The riled response was partly down to an ongoing reluctance to let the 'big countries' monopolise the direction of Europe, even in a small way, combined with a sense of Italian and Spanish nationalism. "It is right to speak our own language," said one Spanish official. "This is what Europe is all about. Ours is a language spoken by more than 400 million people worldwide."
The Italian and Spanish reactions are interesting given a recent Harris Interactive survey which found that both countries showed the highest level of national pride among larger Western European countries. It reported last year that 57% of Spanish and 46% of Italian consumers were 'very proud' of their heritage.
This beats the 43% of British, 33% of French and 23% of German consumers who boasted of their pride, but doesn't rival the Americans. Some 84% of them confessed to being 'very proud' to be from the US.
Despite such differences, national pride does feature to a large extent in virtually all European countries (except Germany). Even when those Spanish, Italian, British and French consumers who were 'somewhat' proud' of their countries (as opposed to 'very proud') were added to the mix, national pride still features large.
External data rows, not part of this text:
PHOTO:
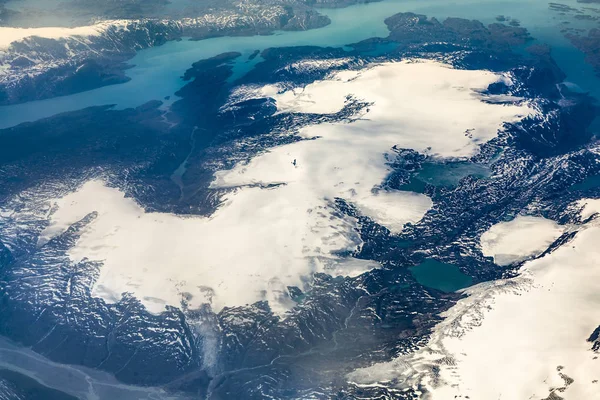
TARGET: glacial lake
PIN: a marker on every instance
(440, 276)
(157, 72)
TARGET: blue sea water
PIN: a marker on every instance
(157, 72)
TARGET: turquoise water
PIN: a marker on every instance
(440, 276)
(589, 183)
(157, 72)
(446, 174)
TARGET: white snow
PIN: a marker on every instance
(521, 338)
(262, 240)
(10, 35)
(519, 239)
(588, 207)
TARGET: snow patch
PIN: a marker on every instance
(278, 224)
(520, 338)
(519, 239)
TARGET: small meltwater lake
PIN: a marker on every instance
(440, 276)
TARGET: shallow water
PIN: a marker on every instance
(440, 276)
(157, 72)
The differences are just not as pronounced - ranging from 78% to 85%.
The elements of national identity, born partly out of a sense of national pride and of maintaining the cognitive boundaries of the 'imagined communities' that sit behind nationalism, are seen throughout Europe and extend far beyond a desire to guard national languages.
European consumers, for example, can find it fairly straightforward to delineate their own, and others', cultural differences - and some of the stereotypes that underpin the sense of national identities. A recent light-hearted piece of research by the 'Ecole Superieur de Commerce' asked consumers across Europe to describe the French.
"Interviewees were simply asked an open question: what five adjectives sum up the French," explained Olivier Clodong, professor of social and political communication at the Ecole. "The answers were overwhelmingly negative (ranging from chauvinists, shallow to flesh-loving). The French are admired for their trains, the Airbus and Michelin tyres. But the buck stops there."
Shifts in national identities have also materialised in former Soviet Bloc countries, where attitudes towards past communist regimes have been improving as consumers become increasingly disillusioned by the promises of European capitalism - a phenomenon termed 'Ostalgie'.
The successful 2003 film 'Goodbye, Lenin', for example, which recalls life in the German Democratic Republic, was followed by TV shows that celebrated the fashions, food and everyday hassles that characterised life in East Germany - a Soviet communist satellite between 1949 and 1989.
But let's return to the subject of the EU Constitution rollercoaster of recent weeks. The reasons for its rejection by the French were complex, and partly about punishing President Chirac's inability to halt the country's slide into further economic difficulties.
The French 'Non', however, was also driven by national values to protect the country's social system and because of an aversion to Anglo Saxon-style economic policies. Citizens' attitudes towards the type of democracies and economic principles they value were articulated and illuminated in their response to an attempt to unify European values.
What is perhaps becoming clear within the Constitution is the uneasy contradiction in the assumption that the mere elaboration of principles and procedures is sufficient to conjure up a clear overlying European identity.
Reactions to the European Constitution expose and reinforce the core set of national values, and differences, of each constituent country. The French example starts to show that underlying national identities are being strengthened by democratic debate, while as with democratic institutions a national identity is formed and strengthened through repeated expressions of the popular will.
Perhaps all is not lost, however, in the search for a 'European identity'. According to Henley Centre's international data, anti-American sentiment runs high across Europe. Some 73% of the Spanish, 64% of the French, 62% of Germans, 58% of the British and 50% of the Italians all agree that 'Our society is too Americanised'. We might yet unite against a common front.